Mungkin bagi sebagian masyarakat ada yang belum tahu, kalau ternyata monyet terkecil didunia justru hidup di hutan di Indonesia. Namanya Tarsius spectrum, tingginya hanya sebesar kepalan tangan manusia.
Monyet yang juga sering disebut tikus jongkok itu hanya hidup di Taman Nasional Tangkoko Kota Bitung, Sulawesi Utara (Sulut). Hewan tersebut, kini menjadi satwa yang dilindungi, karena keberadaannya pun sangat langka, hanya ada di Kota Bitung.
“Hewan ini sangat berbeda, dia sangat unik sekali, didunia cuma ada di Bitung, dia seperti boneka, tatapannya sangat tajam dan tak berkedip, dia secara tiba-tiba bisa berputar 180 derajat,” kata Viktor Tatanode anggota DPRD Kota Bitung di Balikpapan.
Menariknya, dari hasil penelitian, ternyata satwa itu merupakan makhluk paling romantis dan setia didunia terhadap pasangannya. Mengapa demikian, karena dia hanya kawin satu kali seumur hidup. Ketika pasangannya mati duluan, dia tidak pernah akan tertarik dengan yang lain, hingga mati.
“Dia tidak seperti makhluk yang lain, dia hanya kawin satu kali lalu mati, betina dan jantan itu kalau pergi kemana-mana selalu bersama, mereka seakan tak ingin dipisahkan, jadi sangat setia terhadap pasangannya.
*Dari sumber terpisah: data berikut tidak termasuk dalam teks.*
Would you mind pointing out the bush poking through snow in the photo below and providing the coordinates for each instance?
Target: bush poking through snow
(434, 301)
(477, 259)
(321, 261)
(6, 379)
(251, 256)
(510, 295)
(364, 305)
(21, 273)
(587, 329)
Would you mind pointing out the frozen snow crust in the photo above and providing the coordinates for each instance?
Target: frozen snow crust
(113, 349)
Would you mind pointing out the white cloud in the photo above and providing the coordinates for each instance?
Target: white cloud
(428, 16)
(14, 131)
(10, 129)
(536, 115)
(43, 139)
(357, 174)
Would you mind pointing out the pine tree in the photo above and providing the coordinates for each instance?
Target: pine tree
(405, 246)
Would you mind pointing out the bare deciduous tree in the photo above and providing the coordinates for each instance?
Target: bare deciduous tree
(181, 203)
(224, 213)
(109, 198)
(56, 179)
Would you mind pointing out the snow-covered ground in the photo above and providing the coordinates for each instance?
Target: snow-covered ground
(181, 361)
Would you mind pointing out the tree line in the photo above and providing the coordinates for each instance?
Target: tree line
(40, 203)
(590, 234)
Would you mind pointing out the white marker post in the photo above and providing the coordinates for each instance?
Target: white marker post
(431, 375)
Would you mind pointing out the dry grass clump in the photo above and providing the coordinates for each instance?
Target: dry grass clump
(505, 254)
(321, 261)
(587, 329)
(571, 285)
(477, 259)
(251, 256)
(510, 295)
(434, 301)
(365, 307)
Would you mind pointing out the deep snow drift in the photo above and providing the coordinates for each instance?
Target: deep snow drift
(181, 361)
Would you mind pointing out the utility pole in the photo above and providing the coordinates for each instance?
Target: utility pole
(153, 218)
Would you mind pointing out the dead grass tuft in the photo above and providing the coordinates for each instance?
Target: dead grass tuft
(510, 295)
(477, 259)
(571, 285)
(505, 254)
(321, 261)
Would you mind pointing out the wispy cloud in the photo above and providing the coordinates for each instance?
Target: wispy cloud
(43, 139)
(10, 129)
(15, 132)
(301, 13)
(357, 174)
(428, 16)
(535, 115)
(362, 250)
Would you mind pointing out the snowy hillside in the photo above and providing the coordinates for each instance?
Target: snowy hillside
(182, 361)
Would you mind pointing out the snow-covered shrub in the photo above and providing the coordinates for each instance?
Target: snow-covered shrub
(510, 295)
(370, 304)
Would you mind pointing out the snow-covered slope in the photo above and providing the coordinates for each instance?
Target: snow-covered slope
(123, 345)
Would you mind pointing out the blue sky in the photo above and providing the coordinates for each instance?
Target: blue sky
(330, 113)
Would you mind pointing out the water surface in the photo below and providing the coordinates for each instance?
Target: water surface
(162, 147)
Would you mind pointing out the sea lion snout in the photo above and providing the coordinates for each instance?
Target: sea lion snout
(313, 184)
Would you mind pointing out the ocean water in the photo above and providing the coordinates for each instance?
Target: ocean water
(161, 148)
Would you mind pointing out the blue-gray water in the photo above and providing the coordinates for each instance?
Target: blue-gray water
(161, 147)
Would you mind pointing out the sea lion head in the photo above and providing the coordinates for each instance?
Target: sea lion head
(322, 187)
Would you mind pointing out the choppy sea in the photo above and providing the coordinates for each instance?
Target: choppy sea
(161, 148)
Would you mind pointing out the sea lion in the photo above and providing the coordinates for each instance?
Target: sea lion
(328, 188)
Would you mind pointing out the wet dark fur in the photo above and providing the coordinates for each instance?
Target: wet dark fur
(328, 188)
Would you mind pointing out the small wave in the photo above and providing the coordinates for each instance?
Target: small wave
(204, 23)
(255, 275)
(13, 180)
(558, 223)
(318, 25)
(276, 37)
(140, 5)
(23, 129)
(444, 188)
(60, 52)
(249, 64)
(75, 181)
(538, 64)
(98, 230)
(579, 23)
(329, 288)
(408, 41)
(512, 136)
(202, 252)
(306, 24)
Kalau pasangannya mati, dia tetap hidup sendiri. Mereka paling banyak punya dua anak,” imbuhnya.
Hewan itu pun dianggap sangat ramah, karena tidak menyerang manusia. Begitu pun dia bisa sangat dekat dengan manusia. “Tempat tinggalnya hanya di pohon, dia membuat lubang di pohon, disitu dia tinggal dan melahirkan. Dia tidak berpindah-pindah tempat,” ucapnya.
Penglihatannya cukup tajam khususnya pada malam hari. Karenanya satwa ini disebut binatang malam, karena hanya berakktifitas pada malam hari. Matanya yang besar tidak pernah menutup, akan membesar ketika malam tiba, membuatnya mampu melihat dengan jelas dalam kegelapan untuk mencari makanan.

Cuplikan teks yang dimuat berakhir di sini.